Methods: The study is designed as a single-center, randomized controlled trial. The primary outcome is a positive categorical response for treatment success in the first-time follow-up, which is predesignated as a two-point or greater decrease in the NRS score and combined with a score > 3 on the treatment satisfaction scale. The secondary outcomes include pain intensity, rate of treatment success, and Oswestry Disability Index (ODI) fear-avoidance beliefs questionnaire (FABQ) score along with muscular performance.
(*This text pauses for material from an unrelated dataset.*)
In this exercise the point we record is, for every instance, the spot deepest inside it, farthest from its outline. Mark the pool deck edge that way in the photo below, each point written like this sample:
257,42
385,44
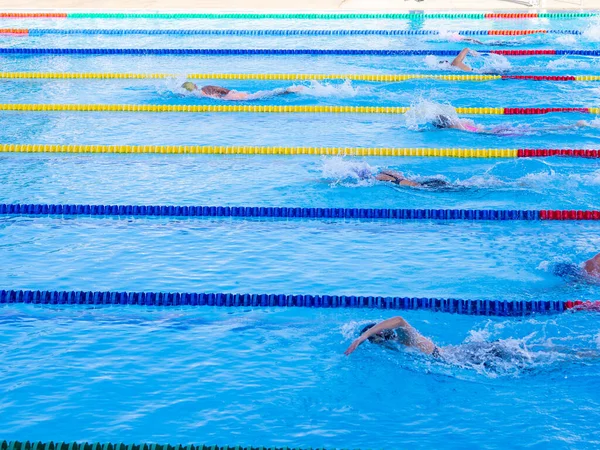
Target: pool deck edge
304,5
The first follow-up starts on the first day after completing the last treatment session, and then the 4-weeks and 12-weeks follow-up are applied via telephone visit.
Results: Eighty-five subjects complete the treatment diagram and are included in the analysis. For the primary outcome, no difference has been found between electroacupuncture and NMES, with 65.1% (28 in 43) individuals reporting a positive response to electroacupuncture treatment, while 53.5% (23 in 43) in NMES. However, for longer follow-ups, superiority in positive response of electroacupuncture has been found in 4-weeks (26 in 39, 66.7% vs. 16 in 40, 40%; P = 0.018) and 12-weeks (24 in 36, 66.7% vs. 12 in 36, 33.3%; P = 0.005) follow-up.
In the regression analysis, baseline pain intensity and FABQ score are identified to be highly associated with positive treatment outcomes. Finally, the subgroup analysis suggests that electroacupuncture treatment is associated with better long-term outcomes in patients with lower back pain with a severe pain score (NRS score >4) and stronger fear-avoidance beliefs.
Conclusion: Both the electroacupuncture and NMES are associated with a positive response in treating military lower back pain, and the former offers lasting benefits in the later follow-ups. Thus, electroacupuncture is a more recommended treatment for military lower back pain.